The Finborough is celebrating its Silver Jubilee by inviting its proprietor and former artistic director to stage a play by a man who was one of the most famous playwrights of his day.

Arthur Wing Pinero was a very big name of late-Victorian theatre but these days revivals of his works are few and far between.

The Finborough is doing a good job of reviving where others fear to tread and this production has the commendable Phil Willmott at the helm, steering a twelve-strong cast around its tiny stage.

Rose Trelawny, played with admirable calmness by Lara Agar-Stoby is the star of Sadler's Wells Theatre but, as the play opens, is retiring to marry the vacuous aristocrat, Arthur Gower (Hywel John).

After the farewells from her "gypsy" friends, she turns her back on the stage and becomes guest of Arthur's grim, choleric grandfather Sir William Gower, brought to dramatic, if unpredictable, life by James Horne; and his grimmer sister, Ursula Mohan's wonderfully christened Trafalgar, as a recognisance of the year of her birth.

There, Miss Trelawny constantly embarrasses herself with her relaxed ways.

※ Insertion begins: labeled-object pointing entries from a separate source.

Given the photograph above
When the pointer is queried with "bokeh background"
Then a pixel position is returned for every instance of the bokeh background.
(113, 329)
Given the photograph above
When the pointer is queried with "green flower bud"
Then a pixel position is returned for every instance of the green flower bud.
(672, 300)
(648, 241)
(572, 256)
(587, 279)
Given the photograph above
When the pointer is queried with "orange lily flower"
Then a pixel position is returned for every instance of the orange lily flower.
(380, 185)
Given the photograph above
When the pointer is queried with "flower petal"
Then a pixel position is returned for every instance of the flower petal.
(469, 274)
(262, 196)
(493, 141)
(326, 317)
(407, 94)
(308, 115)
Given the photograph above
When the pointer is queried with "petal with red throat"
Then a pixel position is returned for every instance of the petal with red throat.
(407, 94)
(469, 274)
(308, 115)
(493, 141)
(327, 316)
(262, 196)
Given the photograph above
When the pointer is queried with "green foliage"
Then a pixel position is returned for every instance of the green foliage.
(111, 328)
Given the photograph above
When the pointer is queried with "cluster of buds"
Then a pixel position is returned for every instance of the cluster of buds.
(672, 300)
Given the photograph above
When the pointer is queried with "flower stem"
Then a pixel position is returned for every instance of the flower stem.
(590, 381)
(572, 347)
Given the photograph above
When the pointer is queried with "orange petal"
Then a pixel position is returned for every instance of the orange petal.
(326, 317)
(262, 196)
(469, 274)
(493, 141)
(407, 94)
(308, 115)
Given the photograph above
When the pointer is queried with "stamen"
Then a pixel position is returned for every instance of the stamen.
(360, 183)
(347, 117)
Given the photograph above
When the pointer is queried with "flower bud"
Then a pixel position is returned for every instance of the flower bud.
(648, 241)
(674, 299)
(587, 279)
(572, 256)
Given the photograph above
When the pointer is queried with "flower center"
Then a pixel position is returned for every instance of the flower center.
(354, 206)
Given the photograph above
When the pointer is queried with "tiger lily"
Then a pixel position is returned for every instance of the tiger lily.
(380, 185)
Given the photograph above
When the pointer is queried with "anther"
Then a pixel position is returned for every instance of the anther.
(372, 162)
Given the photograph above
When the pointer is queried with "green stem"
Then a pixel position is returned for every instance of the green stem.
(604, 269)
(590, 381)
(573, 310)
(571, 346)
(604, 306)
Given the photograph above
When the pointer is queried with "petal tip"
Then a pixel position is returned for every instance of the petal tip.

Soon, she gives up her man to return to the theatre but by this point, has a bad dose of airs and graces (and love) that tame her acting.

All comes right, both romantically and theatrically in the end. This is thanks to Elliot Hill and Alexandra Aitken playing Tom Wrench and Imogen Parrot, a would-be playwright and stage manageress who want to bring a new genre to the stage, realism. For this they require funding, a star actress and a lead actor.

Without too much concern for consistent characterisation, Pinero achieves this with help from a surprise star turn and a superb and rather moving speech from Avonia Gadd (Helen Marie Weaver).

The story is based on that of playwright Tom Robertson, a kind of British Ibsen and his impresarios Sir Squire Bancroft and Marie Wilton (immortalised in the Music Hall).

Willmott is as familiar with the Finborough as anyone but has come up with something that would work better in a larger space. This is no comment on Alex Marker's design which deserves to win awards. It effortlessly transforms from stage to drawing room and then wings. The costumes too are spectacular, none more so that that adorning Miss Aitken, which is topped by a pair of floating, spangly golden butterflies.

This affectionate look at theatre people is ultimately consumed by excessive effort to draw out the comedy at the expense of trusting the, admittedly melodramatic, plot and characters. This leaves a light entertainment where perhaps something more meaningful was intended by the playwright.